How to make new pandas column based on multiple conditionals including 'isnull', 'or' and if colB 'isin' colA -like statements?

Solution 1:

When using axis=1, the applied function receives a single row as an argument. Indexing into the row gives you string objects, in most cases -- except where a NaN is encountered.

Numpy NaNs are actually floats.
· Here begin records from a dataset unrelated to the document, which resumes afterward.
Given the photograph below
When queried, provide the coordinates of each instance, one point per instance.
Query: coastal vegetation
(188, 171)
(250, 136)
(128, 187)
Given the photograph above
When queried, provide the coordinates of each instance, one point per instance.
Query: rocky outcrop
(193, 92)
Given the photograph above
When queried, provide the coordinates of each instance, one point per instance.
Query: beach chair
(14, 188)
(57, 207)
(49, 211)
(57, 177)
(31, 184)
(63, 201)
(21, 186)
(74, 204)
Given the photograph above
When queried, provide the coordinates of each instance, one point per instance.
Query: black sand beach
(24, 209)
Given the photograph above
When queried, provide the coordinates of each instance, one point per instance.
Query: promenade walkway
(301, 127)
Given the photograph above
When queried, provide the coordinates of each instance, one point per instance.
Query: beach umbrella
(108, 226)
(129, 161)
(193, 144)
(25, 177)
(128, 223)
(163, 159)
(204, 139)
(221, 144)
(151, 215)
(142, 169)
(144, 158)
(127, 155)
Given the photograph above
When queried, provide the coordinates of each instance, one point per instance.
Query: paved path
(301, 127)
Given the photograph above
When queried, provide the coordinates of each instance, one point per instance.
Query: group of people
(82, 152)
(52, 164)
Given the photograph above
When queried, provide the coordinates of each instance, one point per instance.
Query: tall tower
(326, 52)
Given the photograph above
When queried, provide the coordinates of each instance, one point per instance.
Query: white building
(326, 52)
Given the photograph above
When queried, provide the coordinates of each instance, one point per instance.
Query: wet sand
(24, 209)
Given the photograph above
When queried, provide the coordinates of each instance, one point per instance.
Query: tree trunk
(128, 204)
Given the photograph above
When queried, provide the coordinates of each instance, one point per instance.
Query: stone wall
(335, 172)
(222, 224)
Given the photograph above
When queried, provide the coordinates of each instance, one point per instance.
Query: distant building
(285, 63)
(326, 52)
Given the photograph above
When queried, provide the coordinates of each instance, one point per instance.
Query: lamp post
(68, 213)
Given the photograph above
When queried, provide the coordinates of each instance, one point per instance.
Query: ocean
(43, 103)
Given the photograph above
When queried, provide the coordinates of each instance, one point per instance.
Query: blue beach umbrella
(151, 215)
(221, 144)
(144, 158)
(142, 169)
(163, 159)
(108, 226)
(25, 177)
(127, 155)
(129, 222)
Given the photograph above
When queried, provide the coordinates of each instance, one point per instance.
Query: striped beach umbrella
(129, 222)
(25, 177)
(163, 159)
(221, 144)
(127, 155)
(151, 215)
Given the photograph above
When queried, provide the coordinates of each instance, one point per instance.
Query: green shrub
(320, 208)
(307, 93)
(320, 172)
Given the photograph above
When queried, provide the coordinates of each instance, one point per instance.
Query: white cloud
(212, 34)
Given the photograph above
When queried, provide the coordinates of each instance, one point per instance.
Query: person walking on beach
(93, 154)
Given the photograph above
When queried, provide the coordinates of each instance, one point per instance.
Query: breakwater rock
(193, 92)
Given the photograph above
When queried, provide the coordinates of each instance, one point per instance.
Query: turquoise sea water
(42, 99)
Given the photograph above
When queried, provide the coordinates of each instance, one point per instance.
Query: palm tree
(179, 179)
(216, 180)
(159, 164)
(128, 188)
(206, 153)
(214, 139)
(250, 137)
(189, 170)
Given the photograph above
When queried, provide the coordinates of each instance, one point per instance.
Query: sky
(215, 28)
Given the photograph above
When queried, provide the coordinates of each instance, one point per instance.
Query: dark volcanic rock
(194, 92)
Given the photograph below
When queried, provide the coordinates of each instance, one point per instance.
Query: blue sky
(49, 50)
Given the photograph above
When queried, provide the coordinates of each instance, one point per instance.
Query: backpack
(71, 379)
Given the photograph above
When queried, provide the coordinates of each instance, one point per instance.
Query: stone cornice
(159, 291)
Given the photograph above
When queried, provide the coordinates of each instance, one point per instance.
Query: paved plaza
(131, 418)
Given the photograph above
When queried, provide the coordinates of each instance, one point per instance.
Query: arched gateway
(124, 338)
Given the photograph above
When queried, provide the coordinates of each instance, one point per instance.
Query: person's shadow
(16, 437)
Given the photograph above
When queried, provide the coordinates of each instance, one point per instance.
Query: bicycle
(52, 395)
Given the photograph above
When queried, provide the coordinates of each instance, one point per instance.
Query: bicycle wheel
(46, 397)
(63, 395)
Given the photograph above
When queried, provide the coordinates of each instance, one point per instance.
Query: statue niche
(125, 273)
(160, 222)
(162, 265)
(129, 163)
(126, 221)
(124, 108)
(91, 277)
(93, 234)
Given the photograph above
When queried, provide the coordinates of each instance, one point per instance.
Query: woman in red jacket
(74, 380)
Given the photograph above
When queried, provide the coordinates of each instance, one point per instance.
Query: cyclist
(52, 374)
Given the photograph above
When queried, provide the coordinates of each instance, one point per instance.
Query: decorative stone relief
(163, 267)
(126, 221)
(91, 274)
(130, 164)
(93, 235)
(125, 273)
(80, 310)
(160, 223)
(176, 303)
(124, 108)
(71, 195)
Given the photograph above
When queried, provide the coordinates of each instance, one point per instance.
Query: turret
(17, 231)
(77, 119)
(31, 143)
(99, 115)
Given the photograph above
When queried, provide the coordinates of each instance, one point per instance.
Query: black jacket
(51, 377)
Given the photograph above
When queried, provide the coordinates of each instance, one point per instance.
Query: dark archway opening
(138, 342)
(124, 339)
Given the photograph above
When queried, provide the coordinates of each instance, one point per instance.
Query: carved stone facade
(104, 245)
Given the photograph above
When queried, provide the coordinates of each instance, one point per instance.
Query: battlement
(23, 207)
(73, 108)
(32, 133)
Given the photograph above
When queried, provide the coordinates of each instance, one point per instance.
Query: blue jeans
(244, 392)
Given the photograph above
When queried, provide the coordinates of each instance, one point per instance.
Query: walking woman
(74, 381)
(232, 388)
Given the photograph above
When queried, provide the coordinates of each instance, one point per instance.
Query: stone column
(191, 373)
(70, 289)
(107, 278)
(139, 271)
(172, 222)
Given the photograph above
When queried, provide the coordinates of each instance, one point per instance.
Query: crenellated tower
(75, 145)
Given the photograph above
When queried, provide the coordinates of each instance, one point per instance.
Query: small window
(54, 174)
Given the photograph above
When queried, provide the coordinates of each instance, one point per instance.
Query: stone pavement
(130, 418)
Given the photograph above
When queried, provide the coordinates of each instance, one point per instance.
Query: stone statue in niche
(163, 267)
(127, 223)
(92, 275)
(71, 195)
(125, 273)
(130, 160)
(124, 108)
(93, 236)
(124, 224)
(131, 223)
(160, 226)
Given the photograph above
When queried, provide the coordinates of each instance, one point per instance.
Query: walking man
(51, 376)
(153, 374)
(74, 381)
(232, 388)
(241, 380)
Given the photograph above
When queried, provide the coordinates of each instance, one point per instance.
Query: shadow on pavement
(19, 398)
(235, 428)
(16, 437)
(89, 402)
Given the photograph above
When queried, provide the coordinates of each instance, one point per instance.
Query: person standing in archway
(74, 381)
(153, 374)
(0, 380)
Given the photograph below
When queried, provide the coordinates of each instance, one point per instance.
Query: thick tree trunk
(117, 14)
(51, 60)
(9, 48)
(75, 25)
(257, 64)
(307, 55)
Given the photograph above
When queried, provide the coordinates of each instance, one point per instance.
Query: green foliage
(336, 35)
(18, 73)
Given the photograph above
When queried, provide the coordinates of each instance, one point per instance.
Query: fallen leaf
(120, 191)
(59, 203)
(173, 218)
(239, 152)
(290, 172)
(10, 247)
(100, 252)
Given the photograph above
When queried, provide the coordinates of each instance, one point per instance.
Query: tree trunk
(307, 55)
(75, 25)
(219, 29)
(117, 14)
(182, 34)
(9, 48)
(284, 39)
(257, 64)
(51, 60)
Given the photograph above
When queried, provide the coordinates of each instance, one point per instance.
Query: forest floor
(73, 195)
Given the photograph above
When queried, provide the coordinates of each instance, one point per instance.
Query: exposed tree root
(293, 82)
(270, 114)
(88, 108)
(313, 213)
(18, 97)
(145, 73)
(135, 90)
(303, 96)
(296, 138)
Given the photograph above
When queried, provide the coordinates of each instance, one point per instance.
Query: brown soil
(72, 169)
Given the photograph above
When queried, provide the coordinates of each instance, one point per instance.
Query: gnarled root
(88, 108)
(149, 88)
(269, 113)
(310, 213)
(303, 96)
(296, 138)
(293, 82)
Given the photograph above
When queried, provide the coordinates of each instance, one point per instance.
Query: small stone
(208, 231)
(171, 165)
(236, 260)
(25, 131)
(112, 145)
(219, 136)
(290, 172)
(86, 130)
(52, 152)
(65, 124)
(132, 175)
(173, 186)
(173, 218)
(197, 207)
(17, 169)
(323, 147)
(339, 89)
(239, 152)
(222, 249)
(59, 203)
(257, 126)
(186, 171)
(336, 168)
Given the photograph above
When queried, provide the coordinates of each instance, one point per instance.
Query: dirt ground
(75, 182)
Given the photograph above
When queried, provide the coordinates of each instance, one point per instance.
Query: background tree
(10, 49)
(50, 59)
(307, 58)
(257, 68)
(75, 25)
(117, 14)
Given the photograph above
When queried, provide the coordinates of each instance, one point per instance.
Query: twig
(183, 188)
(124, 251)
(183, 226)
So when you attempt to perform string operations on the company column, like checking whether the unit_desc contains the company, this throws errors for rows that contain NaNs.

Numpy has a function isnan, but calling this function on a string also throws an error. So any rows that have an actual company value will cause problems for that check.

You could check the type of the data with isinstance, or you could just remove the NaNs from your data ahead of time.


This example removes the NaNs ahead of time.

badlist=["Generic", "Name"]

def merge(row):
    if row['company'] in badlist:
        return row['unit_desc']
    if row['company'] in row['unit_desc']:
        return row['unit_desc']
    return f"{row['company']} {row['unit_desc']}".strip()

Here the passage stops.